Qu’ils soient gendarmes, sapeurs-pompiers, légionnaires, ou policiers, les femmes et les hommes en uniforme ont séduit le public et le parterre d’élus venus les acclamer. Thierry Suquet, le nouveau préfet de Mayotte, présidait pour l’occasion sa première cérémonie mahoraise. Et il remarque déjà l’implication des Mahorais. « Je me réjouis de voir autant de personnes rassemblées autour de cette fête. En dehors du défilé parisien, cela faisait longtemps que je n’avais pas vu autant de monde sur une manifestation pareille », assure le délégué du gouvernement. Ce dernier n’était pas le seul à vivre une première. Ben Issa Ousseni a également assisté au défilé du 14 juillet sous la casquette de président du Département. Il a traversé le boulevard Mawana-Madi aux côtés du locataire de la Case Rocher, du maire de Mamoudzou ou encore du président de l’association des maires. L’exécutif du conseil départemental a pleinement vécu le moment, sans jamais oublier la signification de sa présence. « C’est important pour moi d’être là en tant que président du conseil départemental afin de représenter notre département au sein de cette République qui nous est chère. Cela permet aussi de faire le constat des troupes, de ceux qui assurent la sécurité des Mahorais tous les jours », indique-t-il.

Les troupes, il y en avait par dizaine. Chaque groupe s’est pavané sous les yeux des spectateurs et tous ont exposé leurs moyens humains mais aussi militaires. Les stagiaires volontaires du RSMA qui ont défilé avec les élèves en classe préparatoire au concours d’entrée à la gendarmerie ont particulièrement étaient applaudis par le public. Est-ce dû à leur tenue militaire ? Ou peut-être à leur chant du régiment qui parle de Mayotte ? Probablement un peu des deux. La troupe du RSMA est d’ailleurs la seule à avoir défilé en chantant. Les sapeurs-pompiers n’ont pas eu de chant, mais ils ont aussi été accompagnés par les applaudissements appuyés du public. Une manière de manifester leur soutien dans un contexte mahorais où les soldats du feu se font souvent agresser.

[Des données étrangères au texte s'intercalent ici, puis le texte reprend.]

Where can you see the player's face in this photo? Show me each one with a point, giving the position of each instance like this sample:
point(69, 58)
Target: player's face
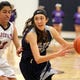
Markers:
point(40, 21)
point(5, 14)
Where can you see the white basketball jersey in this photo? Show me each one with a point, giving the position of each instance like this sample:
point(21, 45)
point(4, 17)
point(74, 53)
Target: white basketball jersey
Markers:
point(6, 36)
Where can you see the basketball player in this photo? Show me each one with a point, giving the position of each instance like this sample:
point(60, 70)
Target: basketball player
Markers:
point(77, 21)
point(57, 17)
point(8, 32)
point(37, 36)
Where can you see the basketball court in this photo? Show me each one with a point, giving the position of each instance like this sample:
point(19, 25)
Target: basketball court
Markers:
point(70, 64)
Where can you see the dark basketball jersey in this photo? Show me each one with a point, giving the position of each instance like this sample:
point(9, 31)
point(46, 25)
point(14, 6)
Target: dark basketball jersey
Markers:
point(77, 18)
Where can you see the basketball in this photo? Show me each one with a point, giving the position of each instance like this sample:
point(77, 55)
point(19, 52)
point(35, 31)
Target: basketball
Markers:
point(77, 45)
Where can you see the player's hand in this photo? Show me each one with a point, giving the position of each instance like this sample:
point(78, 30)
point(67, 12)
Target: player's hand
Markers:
point(19, 50)
point(63, 51)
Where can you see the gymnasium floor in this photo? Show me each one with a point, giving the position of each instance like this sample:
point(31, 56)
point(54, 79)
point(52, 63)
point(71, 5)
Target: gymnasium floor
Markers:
point(70, 64)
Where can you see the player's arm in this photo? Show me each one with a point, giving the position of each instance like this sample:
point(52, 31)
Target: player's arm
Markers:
point(58, 38)
point(31, 38)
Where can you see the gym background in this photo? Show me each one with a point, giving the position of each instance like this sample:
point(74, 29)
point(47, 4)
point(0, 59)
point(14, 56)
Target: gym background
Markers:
point(68, 6)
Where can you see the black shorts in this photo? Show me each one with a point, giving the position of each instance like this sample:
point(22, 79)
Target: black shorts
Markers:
point(33, 71)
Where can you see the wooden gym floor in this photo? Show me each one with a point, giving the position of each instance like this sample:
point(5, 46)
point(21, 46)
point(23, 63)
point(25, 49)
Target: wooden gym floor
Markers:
point(70, 64)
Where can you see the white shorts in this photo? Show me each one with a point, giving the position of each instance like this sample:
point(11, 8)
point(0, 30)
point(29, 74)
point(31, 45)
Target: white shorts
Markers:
point(5, 69)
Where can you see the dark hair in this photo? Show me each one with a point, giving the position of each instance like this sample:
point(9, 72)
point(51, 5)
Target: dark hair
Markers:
point(30, 24)
point(5, 3)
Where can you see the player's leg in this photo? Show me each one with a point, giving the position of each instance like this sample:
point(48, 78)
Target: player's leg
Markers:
point(12, 78)
point(3, 78)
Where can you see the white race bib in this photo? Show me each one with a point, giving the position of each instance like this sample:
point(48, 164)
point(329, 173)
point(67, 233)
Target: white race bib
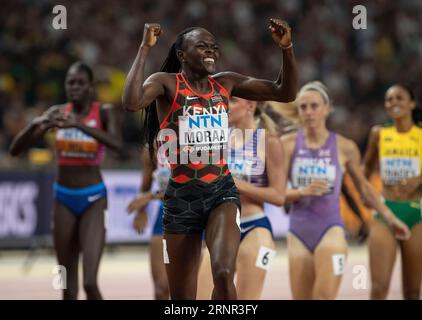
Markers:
point(203, 129)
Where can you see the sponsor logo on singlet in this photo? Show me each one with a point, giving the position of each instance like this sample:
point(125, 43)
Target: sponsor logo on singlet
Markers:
point(199, 126)
point(306, 170)
point(395, 169)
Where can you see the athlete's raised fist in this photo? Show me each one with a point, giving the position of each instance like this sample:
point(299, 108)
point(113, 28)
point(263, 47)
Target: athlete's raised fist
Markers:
point(281, 32)
point(151, 33)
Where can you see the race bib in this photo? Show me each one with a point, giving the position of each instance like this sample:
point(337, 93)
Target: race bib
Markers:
point(206, 129)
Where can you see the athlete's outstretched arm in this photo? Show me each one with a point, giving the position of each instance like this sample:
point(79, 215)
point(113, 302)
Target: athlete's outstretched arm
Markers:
point(140, 202)
point(370, 158)
point(137, 93)
point(284, 89)
point(368, 194)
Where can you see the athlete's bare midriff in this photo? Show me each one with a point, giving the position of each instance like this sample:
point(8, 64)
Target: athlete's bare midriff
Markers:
point(250, 207)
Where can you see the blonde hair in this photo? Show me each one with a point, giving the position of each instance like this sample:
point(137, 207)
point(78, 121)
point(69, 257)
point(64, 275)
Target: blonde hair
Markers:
point(290, 110)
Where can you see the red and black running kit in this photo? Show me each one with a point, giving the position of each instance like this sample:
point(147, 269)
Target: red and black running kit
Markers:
point(197, 129)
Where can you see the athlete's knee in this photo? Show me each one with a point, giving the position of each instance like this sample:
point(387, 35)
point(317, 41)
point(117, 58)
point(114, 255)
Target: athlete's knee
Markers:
point(223, 276)
point(91, 290)
point(323, 294)
point(70, 294)
point(411, 294)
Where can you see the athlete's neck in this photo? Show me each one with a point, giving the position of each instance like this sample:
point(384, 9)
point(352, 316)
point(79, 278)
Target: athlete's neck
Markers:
point(316, 137)
point(198, 82)
point(403, 124)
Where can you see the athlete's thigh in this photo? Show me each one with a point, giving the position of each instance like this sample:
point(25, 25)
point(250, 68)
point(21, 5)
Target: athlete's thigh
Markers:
point(92, 231)
point(65, 234)
point(256, 252)
point(205, 282)
point(182, 254)
point(301, 268)
point(412, 261)
point(330, 260)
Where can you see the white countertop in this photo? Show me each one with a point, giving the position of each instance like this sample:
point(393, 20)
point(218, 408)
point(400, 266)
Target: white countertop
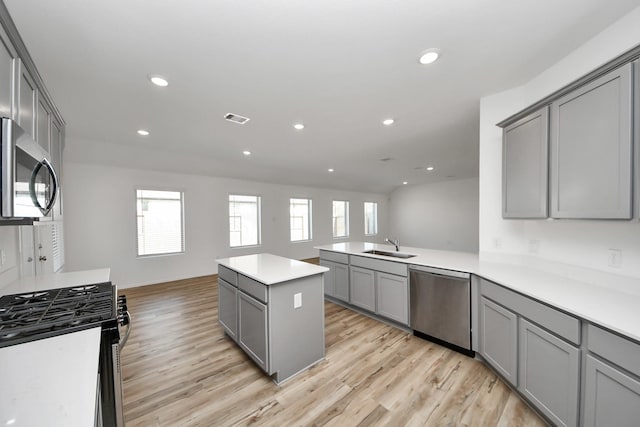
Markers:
point(56, 281)
point(50, 382)
point(271, 269)
point(605, 299)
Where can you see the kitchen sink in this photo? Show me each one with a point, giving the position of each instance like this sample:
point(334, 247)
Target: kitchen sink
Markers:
point(390, 254)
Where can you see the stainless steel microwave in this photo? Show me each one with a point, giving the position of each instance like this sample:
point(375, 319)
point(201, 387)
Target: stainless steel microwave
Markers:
point(29, 182)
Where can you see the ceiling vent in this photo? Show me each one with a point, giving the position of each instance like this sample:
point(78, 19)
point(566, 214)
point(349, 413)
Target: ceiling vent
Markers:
point(236, 118)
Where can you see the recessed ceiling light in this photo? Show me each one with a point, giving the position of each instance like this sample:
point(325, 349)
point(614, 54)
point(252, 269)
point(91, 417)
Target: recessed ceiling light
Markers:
point(158, 80)
point(429, 56)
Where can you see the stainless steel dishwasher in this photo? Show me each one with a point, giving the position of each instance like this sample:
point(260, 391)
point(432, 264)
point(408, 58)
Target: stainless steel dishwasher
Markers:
point(441, 306)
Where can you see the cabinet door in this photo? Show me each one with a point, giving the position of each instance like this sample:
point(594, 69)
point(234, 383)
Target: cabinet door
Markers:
point(362, 287)
point(549, 374)
point(393, 300)
point(591, 146)
point(43, 120)
point(252, 329)
point(499, 339)
point(7, 80)
point(525, 167)
point(228, 308)
point(329, 277)
point(612, 398)
point(341, 284)
point(27, 114)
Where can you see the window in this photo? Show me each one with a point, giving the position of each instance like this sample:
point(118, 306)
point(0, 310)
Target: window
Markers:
point(370, 218)
point(160, 224)
point(244, 221)
point(340, 218)
point(300, 217)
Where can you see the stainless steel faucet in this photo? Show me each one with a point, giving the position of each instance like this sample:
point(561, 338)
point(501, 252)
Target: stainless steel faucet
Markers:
point(396, 243)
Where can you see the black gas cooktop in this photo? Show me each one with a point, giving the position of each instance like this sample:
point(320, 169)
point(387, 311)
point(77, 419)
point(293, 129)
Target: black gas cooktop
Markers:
point(43, 314)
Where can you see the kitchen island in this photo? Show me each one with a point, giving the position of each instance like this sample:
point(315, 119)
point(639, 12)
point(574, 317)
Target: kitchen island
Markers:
point(273, 308)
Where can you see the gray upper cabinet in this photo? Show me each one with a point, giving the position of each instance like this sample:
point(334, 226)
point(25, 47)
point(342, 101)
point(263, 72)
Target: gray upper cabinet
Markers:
point(591, 149)
point(7, 69)
point(525, 167)
point(27, 113)
point(43, 120)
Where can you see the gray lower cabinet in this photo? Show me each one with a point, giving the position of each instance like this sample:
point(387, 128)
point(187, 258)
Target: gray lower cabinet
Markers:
point(362, 288)
point(525, 147)
point(228, 308)
point(392, 297)
point(498, 342)
point(341, 284)
point(329, 277)
point(612, 397)
point(252, 328)
point(549, 374)
point(591, 149)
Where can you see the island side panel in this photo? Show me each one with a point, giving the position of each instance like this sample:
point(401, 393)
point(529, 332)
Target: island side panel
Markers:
point(296, 334)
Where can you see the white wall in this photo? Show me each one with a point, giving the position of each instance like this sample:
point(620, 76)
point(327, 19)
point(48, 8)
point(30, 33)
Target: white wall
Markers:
point(100, 221)
point(442, 215)
point(582, 243)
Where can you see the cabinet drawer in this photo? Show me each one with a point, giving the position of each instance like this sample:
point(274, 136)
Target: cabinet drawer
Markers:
point(614, 348)
point(253, 288)
point(227, 274)
point(559, 323)
point(397, 268)
point(335, 256)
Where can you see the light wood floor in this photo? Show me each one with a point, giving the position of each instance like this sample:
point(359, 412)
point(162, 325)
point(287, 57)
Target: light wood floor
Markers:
point(181, 370)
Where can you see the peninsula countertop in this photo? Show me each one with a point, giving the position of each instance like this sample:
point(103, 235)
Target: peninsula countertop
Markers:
point(600, 297)
point(271, 269)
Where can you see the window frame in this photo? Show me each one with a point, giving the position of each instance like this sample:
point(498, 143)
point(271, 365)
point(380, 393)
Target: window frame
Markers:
point(309, 222)
point(258, 217)
point(346, 219)
point(182, 220)
point(364, 208)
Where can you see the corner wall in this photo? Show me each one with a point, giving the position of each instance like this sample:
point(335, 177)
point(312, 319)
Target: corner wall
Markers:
point(100, 221)
point(584, 243)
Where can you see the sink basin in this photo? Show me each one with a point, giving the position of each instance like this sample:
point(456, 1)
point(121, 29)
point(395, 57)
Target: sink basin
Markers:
point(390, 254)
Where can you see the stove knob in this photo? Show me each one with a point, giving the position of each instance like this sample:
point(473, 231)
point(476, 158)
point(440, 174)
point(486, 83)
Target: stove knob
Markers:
point(123, 320)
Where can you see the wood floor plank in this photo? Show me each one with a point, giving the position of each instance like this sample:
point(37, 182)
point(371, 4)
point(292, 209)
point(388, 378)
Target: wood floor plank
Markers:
point(180, 369)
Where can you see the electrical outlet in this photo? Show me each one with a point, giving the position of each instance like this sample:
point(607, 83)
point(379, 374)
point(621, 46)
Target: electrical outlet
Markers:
point(297, 300)
point(615, 258)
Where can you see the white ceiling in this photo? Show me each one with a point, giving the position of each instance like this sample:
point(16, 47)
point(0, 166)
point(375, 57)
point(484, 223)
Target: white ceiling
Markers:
point(338, 66)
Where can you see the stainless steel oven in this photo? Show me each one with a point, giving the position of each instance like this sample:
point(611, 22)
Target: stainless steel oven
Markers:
point(29, 182)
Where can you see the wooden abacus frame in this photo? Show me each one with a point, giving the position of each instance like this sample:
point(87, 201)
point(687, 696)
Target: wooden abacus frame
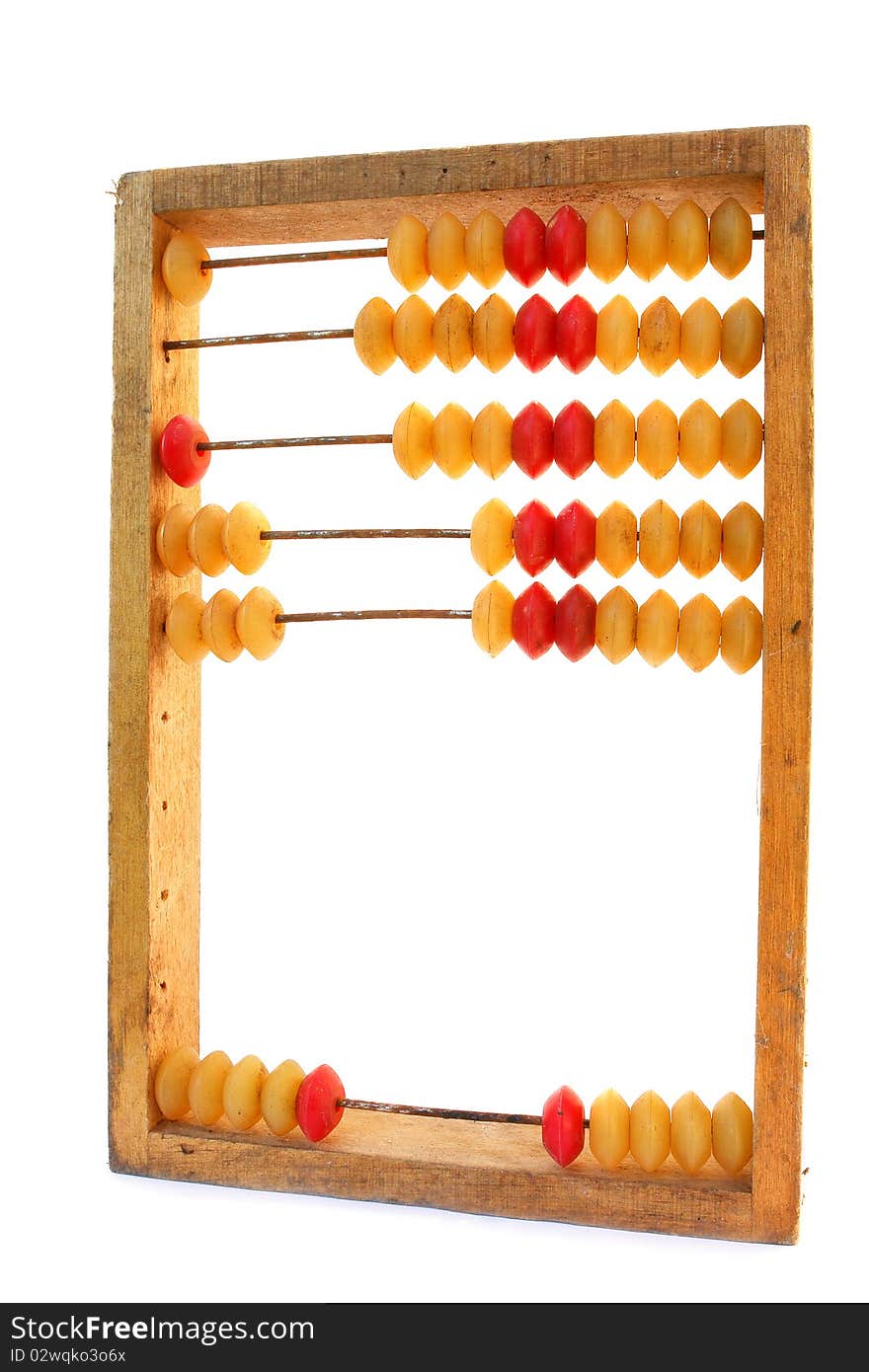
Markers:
point(154, 697)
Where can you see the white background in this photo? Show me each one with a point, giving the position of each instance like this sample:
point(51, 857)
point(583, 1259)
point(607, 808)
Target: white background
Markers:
point(545, 850)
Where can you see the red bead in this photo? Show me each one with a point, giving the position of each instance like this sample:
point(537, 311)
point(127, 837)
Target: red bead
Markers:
point(574, 538)
point(563, 1126)
point(534, 620)
point(316, 1105)
point(524, 247)
point(576, 334)
point(566, 245)
point(531, 439)
point(534, 334)
point(576, 618)
point(179, 454)
point(573, 439)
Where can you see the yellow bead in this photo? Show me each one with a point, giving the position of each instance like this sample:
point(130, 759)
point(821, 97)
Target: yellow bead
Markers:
point(650, 1131)
point(616, 625)
point(700, 539)
point(183, 274)
point(742, 636)
point(615, 539)
point(412, 440)
point(492, 619)
point(699, 633)
point(615, 431)
point(490, 440)
point(184, 627)
point(609, 1128)
point(658, 626)
point(372, 335)
point(242, 542)
point(729, 239)
point(742, 338)
point(690, 1133)
point(277, 1097)
point(256, 623)
point(242, 1093)
point(605, 243)
point(484, 249)
point(732, 1133)
point(659, 337)
point(658, 439)
point(172, 1083)
point(493, 334)
point(206, 1088)
point(446, 260)
point(688, 240)
point(700, 338)
point(659, 539)
point(742, 439)
point(407, 254)
point(699, 439)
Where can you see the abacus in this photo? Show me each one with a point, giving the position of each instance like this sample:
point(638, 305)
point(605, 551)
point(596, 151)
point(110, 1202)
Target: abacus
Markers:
point(605, 207)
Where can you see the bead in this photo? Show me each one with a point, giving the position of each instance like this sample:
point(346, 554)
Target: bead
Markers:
point(650, 1131)
point(217, 626)
point(659, 539)
point(729, 239)
point(732, 1133)
point(407, 253)
point(257, 626)
point(412, 445)
point(450, 440)
point(576, 620)
point(492, 537)
point(242, 1093)
point(184, 627)
point(647, 240)
point(658, 623)
point(180, 457)
point(182, 269)
point(524, 247)
point(616, 334)
point(493, 334)
point(700, 338)
point(172, 539)
point(484, 249)
point(742, 439)
point(172, 1083)
point(699, 633)
point(534, 620)
point(534, 538)
point(563, 1126)
point(492, 439)
point(690, 1133)
point(576, 538)
point(278, 1095)
point(699, 439)
point(206, 1087)
point(615, 633)
point(615, 431)
point(609, 1128)
point(566, 245)
point(688, 240)
point(742, 636)
point(492, 619)
point(605, 243)
point(534, 334)
point(316, 1104)
point(414, 333)
point(372, 335)
point(533, 439)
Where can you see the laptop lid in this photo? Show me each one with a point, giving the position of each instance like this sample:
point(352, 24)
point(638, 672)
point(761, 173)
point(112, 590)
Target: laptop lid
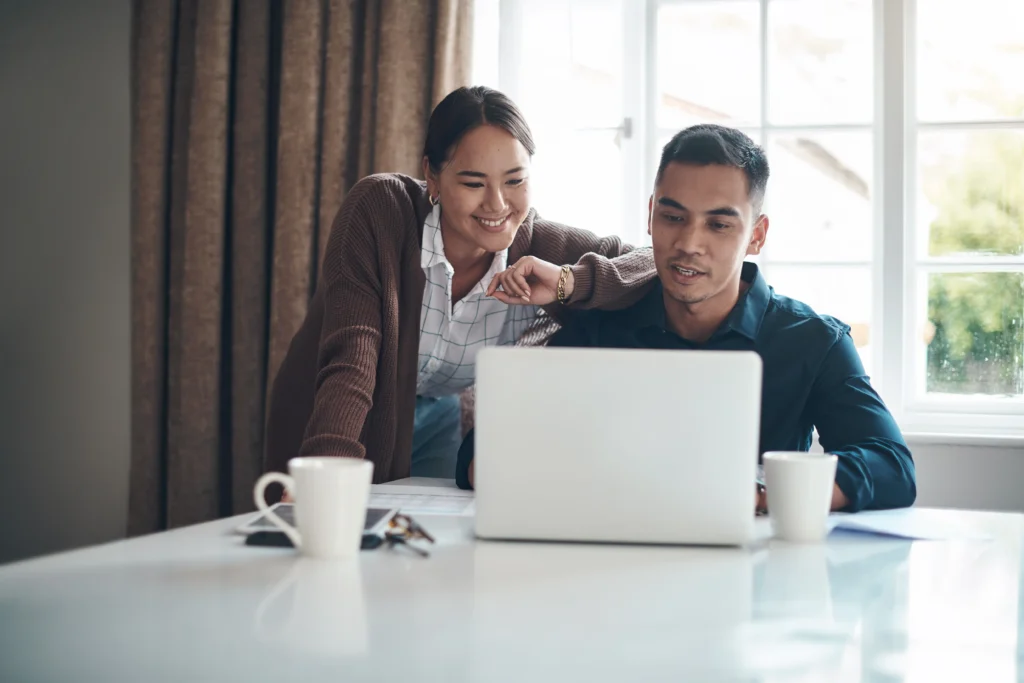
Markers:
point(616, 445)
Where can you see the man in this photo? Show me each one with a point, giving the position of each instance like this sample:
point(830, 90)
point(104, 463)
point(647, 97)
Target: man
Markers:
point(705, 217)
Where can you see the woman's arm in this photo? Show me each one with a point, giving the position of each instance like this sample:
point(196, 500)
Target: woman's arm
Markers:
point(350, 336)
point(604, 272)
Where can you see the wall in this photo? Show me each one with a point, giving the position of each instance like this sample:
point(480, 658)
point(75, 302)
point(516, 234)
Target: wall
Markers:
point(65, 352)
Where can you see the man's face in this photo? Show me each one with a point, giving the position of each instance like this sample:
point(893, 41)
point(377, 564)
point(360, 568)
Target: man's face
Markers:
point(702, 224)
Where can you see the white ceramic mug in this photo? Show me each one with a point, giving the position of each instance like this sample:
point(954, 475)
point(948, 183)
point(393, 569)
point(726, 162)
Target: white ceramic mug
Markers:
point(800, 489)
point(331, 497)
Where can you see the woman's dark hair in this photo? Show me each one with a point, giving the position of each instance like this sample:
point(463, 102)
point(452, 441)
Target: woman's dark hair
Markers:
point(466, 109)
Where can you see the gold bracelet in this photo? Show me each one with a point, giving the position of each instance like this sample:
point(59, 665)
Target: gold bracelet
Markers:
point(561, 284)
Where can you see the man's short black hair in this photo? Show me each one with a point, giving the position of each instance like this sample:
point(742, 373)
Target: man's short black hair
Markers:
point(709, 143)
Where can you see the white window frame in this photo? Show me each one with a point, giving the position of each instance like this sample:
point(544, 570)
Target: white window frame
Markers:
point(896, 265)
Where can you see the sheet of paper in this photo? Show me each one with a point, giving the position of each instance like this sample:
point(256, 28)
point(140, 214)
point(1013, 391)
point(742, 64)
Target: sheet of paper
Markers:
point(423, 500)
point(912, 523)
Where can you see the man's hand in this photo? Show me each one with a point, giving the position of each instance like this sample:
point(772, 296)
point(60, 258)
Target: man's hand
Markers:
point(531, 282)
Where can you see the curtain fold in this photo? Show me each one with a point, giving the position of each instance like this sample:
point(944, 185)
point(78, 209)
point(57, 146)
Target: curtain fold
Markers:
point(251, 119)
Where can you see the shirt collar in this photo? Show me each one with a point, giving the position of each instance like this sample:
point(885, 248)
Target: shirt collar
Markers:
point(432, 249)
point(745, 316)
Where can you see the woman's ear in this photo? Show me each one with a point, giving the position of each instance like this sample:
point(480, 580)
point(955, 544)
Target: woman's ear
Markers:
point(429, 176)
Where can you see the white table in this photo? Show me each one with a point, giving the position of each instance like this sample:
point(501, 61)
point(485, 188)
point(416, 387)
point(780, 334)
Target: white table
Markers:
point(196, 604)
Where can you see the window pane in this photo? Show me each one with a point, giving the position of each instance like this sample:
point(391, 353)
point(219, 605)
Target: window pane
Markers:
point(709, 63)
point(971, 193)
point(569, 73)
point(819, 198)
point(819, 61)
point(843, 292)
point(975, 333)
point(970, 59)
point(562, 193)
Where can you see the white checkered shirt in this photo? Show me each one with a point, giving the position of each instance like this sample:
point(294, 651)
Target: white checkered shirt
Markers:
point(451, 338)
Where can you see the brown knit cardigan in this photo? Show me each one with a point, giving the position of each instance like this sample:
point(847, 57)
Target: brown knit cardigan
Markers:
point(347, 385)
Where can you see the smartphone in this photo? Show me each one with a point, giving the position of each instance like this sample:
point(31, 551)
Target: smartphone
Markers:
point(377, 519)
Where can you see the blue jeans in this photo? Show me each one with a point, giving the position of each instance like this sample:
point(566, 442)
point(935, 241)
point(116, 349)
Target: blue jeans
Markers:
point(436, 436)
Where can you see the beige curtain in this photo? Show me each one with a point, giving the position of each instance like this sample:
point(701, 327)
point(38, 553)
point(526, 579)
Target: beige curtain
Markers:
point(250, 121)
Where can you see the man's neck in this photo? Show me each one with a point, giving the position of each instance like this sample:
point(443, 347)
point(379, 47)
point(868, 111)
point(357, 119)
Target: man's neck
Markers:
point(697, 322)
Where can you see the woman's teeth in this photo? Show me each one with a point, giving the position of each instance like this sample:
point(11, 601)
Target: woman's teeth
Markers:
point(493, 223)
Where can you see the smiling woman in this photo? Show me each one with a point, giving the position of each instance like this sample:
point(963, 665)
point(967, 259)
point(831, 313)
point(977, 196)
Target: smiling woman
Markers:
point(416, 282)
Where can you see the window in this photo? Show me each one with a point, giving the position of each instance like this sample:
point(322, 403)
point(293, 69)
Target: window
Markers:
point(895, 131)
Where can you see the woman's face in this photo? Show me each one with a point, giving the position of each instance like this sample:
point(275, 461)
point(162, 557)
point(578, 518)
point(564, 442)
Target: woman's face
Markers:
point(483, 189)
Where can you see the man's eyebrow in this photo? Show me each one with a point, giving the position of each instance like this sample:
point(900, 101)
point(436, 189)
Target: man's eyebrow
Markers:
point(724, 211)
point(665, 201)
point(477, 174)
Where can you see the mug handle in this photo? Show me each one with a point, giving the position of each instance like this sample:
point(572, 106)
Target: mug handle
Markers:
point(289, 483)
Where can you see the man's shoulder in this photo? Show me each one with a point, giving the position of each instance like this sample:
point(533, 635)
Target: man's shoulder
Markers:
point(788, 315)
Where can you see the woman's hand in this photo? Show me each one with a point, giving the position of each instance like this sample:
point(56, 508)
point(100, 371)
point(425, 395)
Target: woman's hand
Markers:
point(531, 282)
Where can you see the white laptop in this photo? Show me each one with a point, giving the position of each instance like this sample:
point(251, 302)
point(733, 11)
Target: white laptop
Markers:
point(616, 445)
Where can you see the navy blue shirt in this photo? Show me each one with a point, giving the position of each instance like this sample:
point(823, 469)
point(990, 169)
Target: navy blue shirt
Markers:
point(813, 379)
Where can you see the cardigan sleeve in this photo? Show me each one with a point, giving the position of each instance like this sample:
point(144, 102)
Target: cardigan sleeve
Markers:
point(608, 274)
point(350, 336)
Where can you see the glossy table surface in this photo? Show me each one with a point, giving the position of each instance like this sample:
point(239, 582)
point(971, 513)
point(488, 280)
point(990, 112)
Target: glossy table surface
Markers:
point(196, 604)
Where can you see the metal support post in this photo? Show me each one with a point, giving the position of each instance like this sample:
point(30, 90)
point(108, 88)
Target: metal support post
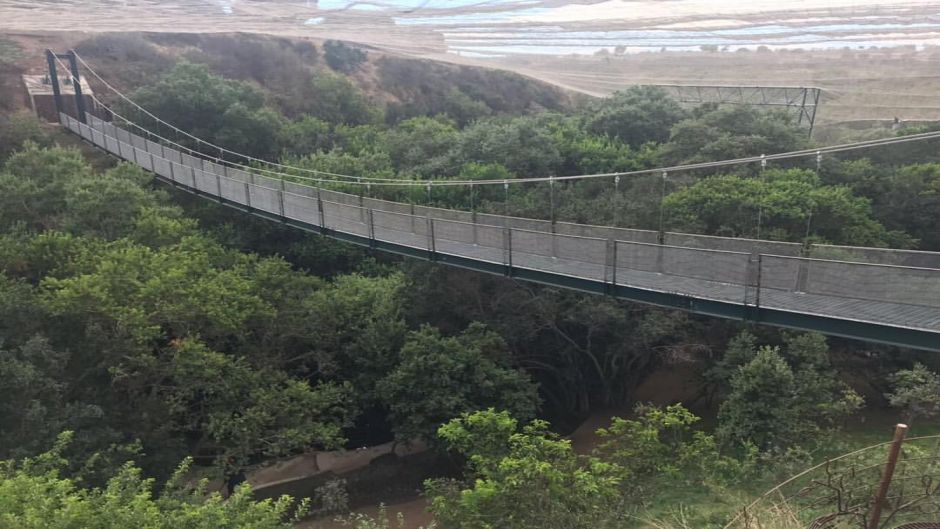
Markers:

L’apparition de toutes les forces de l’ordre, des forces armées et des agents civils, qui assurent la sécurité des Mahorais était également un moyen de rappeler les moyens attribués à Mayotte. « Souvent, on ne s’en rend pas compte dans la vie quotidienne, mais on a vu ce matin qu’il y a beaucoup de forces de sécurité pour protéger l’île et sa population », souligne le député Mansour Kamardine. Ce dernier ne cache d’ailleurs pas sa fierté. « Notre défilé n’a rien à envier à ce qu’il se passe ailleurs, mis à part celui des Champs-Élysées. Le nôtre était très beau », insiste-t-il. Adepte ou pas, la cérémonie du 14 juillet à Mayotte a au moins le mérite de rassembler les élus qui ont oublié leurs divergences pour ne faire qu’un, le temps de quelques heures. Du moins en apparence.